And when I needed kindness, the world was awfully kind to me. I would get more work, people would read my writing, strangers would be oddly helpful, almost as if some memo were sent out: careful, his heart will break soon. And it did. It always did. I wish I would’ve gotten the memo first. Yesterday, I was at the coffee shop. I ordered my coffee. Beside the cup, on the saucer, came a doughnut hole. They do not serve them with coffee; I wonder what’s special about today? I questioned silently. Then, the memo occurred to me. For a second, I became sad. I was not used to it. Even the smallest acts of kindness scared me. What do they know? What do they know that they won’t tell me?

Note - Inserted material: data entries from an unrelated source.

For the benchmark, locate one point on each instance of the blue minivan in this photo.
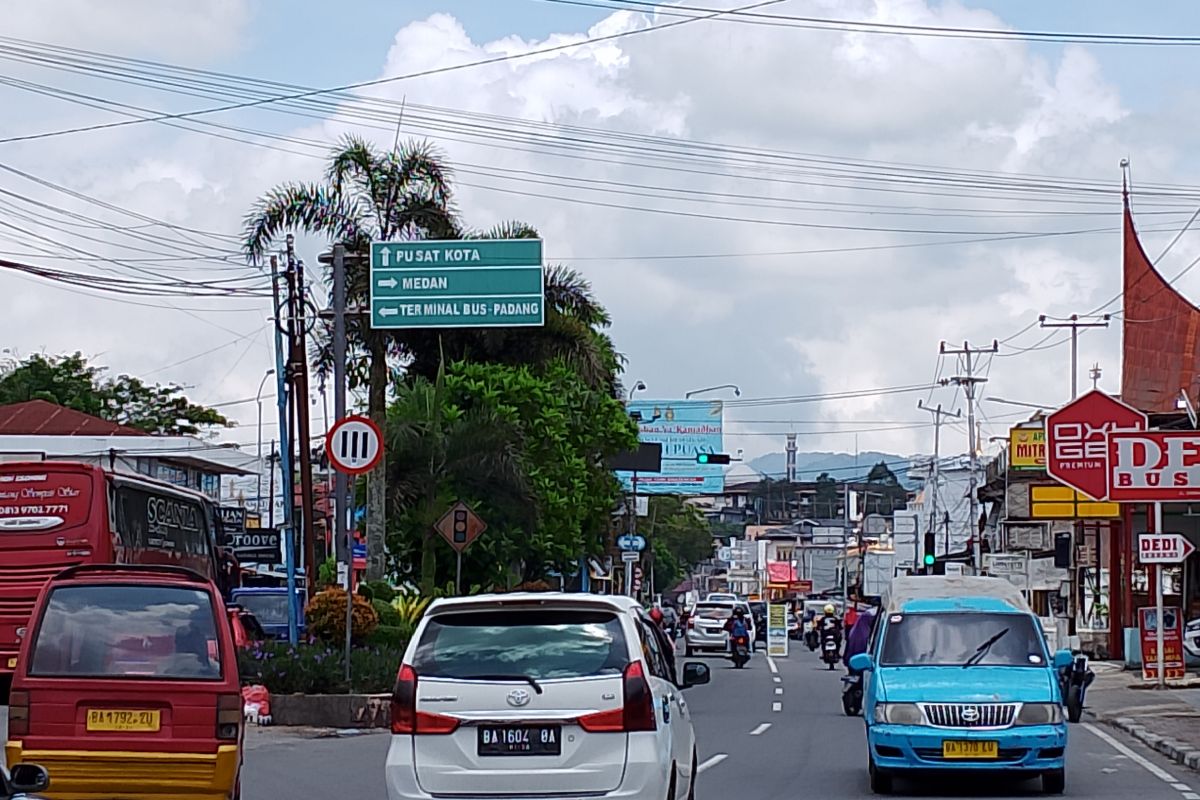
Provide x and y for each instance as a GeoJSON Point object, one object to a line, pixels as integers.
{"type": "Point", "coordinates": [957, 677]}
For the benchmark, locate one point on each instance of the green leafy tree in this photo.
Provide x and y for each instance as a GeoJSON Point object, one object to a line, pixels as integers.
{"type": "Point", "coordinates": [71, 382]}
{"type": "Point", "coordinates": [568, 431]}
{"type": "Point", "coordinates": [367, 194]}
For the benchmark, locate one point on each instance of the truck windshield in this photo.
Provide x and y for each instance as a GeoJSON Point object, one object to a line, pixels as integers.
{"type": "Point", "coordinates": [955, 639]}
{"type": "Point", "coordinates": [269, 609]}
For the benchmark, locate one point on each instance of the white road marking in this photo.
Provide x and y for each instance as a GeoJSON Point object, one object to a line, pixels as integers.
{"type": "Point", "coordinates": [1149, 765]}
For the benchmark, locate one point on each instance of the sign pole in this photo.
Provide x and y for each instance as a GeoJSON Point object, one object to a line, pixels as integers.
{"type": "Point", "coordinates": [1157, 577]}
{"type": "Point", "coordinates": [341, 529]}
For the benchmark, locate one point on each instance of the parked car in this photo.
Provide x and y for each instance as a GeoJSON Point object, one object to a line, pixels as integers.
{"type": "Point", "coordinates": [706, 626]}
{"type": "Point", "coordinates": [23, 781]}
{"type": "Point", "coordinates": [126, 685]}
{"type": "Point", "coordinates": [522, 695]}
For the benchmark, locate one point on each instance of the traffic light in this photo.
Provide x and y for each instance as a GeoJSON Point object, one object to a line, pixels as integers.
{"type": "Point", "coordinates": [929, 552]}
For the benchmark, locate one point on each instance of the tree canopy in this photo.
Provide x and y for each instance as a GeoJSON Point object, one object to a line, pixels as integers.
{"type": "Point", "coordinates": [71, 382]}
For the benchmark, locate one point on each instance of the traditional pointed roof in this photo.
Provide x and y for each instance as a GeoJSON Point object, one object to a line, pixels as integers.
{"type": "Point", "coordinates": [1159, 334]}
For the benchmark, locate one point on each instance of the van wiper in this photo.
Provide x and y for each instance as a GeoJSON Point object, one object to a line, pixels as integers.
{"type": "Point", "coordinates": [982, 650]}
{"type": "Point", "coordinates": [527, 679]}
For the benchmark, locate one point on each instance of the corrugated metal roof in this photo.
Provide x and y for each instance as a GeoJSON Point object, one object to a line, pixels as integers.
{"type": "Point", "coordinates": [42, 417]}
{"type": "Point", "coordinates": [1159, 331]}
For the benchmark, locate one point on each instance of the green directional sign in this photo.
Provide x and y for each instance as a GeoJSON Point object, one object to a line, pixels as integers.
{"type": "Point", "coordinates": [457, 283]}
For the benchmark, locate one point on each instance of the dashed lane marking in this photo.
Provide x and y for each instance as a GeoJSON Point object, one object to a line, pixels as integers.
{"type": "Point", "coordinates": [1149, 765]}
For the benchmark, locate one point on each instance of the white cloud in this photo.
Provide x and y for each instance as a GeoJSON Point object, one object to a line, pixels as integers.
{"type": "Point", "coordinates": [777, 325]}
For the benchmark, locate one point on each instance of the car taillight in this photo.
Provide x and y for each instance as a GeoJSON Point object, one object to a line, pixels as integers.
{"type": "Point", "coordinates": [636, 713]}
{"type": "Point", "coordinates": [229, 715]}
{"type": "Point", "coordinates": [18, 714]}
{"type": "Point", "coordinates": [405, 716]}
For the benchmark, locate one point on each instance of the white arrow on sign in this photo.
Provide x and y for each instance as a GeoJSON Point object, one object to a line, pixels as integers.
{"type": "Point", "coordinates": [354, 445]}
{"type": "Point", "coordinates": [1164, 548]}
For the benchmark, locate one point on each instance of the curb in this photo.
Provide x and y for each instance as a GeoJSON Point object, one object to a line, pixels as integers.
{"type": "Point", "coordinates": [1182, 753]}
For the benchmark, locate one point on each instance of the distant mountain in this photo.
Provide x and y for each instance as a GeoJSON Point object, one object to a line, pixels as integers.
{"type": "Point", "coordinates": [840, 465]}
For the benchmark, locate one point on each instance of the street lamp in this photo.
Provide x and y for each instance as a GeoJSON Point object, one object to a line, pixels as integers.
{"type": "Point", "coordinates": [737, 392]}
{"type": "Point", "coordinates": [258, 400]}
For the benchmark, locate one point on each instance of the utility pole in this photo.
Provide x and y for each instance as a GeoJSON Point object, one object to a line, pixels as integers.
{"type": "Point", "coordinates": [282, 390]}
{"type": "Point", "coordinates": [1074, 323]}
{"type": "Point", "coordinates": [936, 476]}
{"type": "Point", "coordinates": [299, 370]}
{"type": "Point", "coordinates": [969, 382]}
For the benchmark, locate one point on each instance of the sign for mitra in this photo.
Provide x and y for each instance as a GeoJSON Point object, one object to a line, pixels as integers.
{"type": "Point", "coordinates": [1155, 465]}
{"type": "Point", "coordinates": [1078, 440]}
{"type": "Point", "coordinates": [1163, 548]}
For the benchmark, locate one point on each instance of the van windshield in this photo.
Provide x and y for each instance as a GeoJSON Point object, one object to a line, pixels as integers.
{"type": "Point", "coordinates": [127, 631]}
{"type": "Point", "coordinates": [953, 639]}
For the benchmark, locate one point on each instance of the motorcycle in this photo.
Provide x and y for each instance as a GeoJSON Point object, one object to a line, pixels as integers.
{"type": "Point", "coordinates": [852, 695]}
{"type": "Point", "coordinates": [1073, 681]}
{"type": "Point", "coordinates": [831, 651]}
{"type": "Point", "coordinates": [739, 650]}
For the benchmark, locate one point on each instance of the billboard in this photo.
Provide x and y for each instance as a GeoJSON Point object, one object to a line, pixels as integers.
{"type": "Point", "coordinates": [684, 428]}
{"type": "Point", "coordinates": [1027, 447]}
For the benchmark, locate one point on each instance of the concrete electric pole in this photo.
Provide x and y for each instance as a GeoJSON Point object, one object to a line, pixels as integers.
{"type": "Point", "coordinates": [969, 382]}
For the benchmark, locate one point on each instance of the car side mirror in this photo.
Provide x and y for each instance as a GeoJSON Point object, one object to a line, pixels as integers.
{"type": "Point", "coordinates": [862, 662]}
{"type": "Point", "coordinates": [28, 779]}
{"type": "Point", "coordinates": [695, 674]}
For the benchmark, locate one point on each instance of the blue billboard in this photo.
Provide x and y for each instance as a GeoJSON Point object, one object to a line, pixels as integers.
{"type": "Point", "coordinates": [684, 428]}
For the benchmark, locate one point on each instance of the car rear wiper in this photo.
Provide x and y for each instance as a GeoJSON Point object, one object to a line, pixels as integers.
{"type": "Point", "coordinates": [982, 650]}
{"type": "Point", "coordinates": [527, 679]}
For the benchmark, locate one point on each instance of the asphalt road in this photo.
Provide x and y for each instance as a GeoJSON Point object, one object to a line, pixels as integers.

Perhaps, this was the damage that many told me about. We must fight the damage. It was not enough to be kind. We had to let it happen to us until it felt like it was how the world worked—even if it did not, especially if it did not. To be kind was a decision; to accept kindness was a rebellion. We had to take up arms against the damage. We had to pull it out like a weed in the garden. We must go out into the rapids of every day, and learn to tame the waves, learn to come out on top, and even if we go under, we must remember there is no other joy as delightful as being washed over by goodness—to believe that it exists without a reason to do so. Most good things in the world exist this way. Most people are kind in this way.
There is hope yet for this world if when someone offers in earnest to make you coffee, instead of creating a mess, a raucous ruckus of “there’s no need”, and “you don’t have to”, and “no, no, I just had coffee”, you say, “yes, thank you so, I could use a cup if I’m being honest. I am glad I am in here with you; I am so glad we know each other. Isn’t the weather just lovely today? It’s so cold. I would not want to be anywhere else today. Thank you for letting me in.”
The secret to saving the world was accepting a cup of coffee without retaliation. Most rebellions happened this way—in silent agreements. “I love that you are in my life.” “Thank you, I feel the same way. I am glad I was here when you were here, too.”
If we can do this, there is hope yet for everything.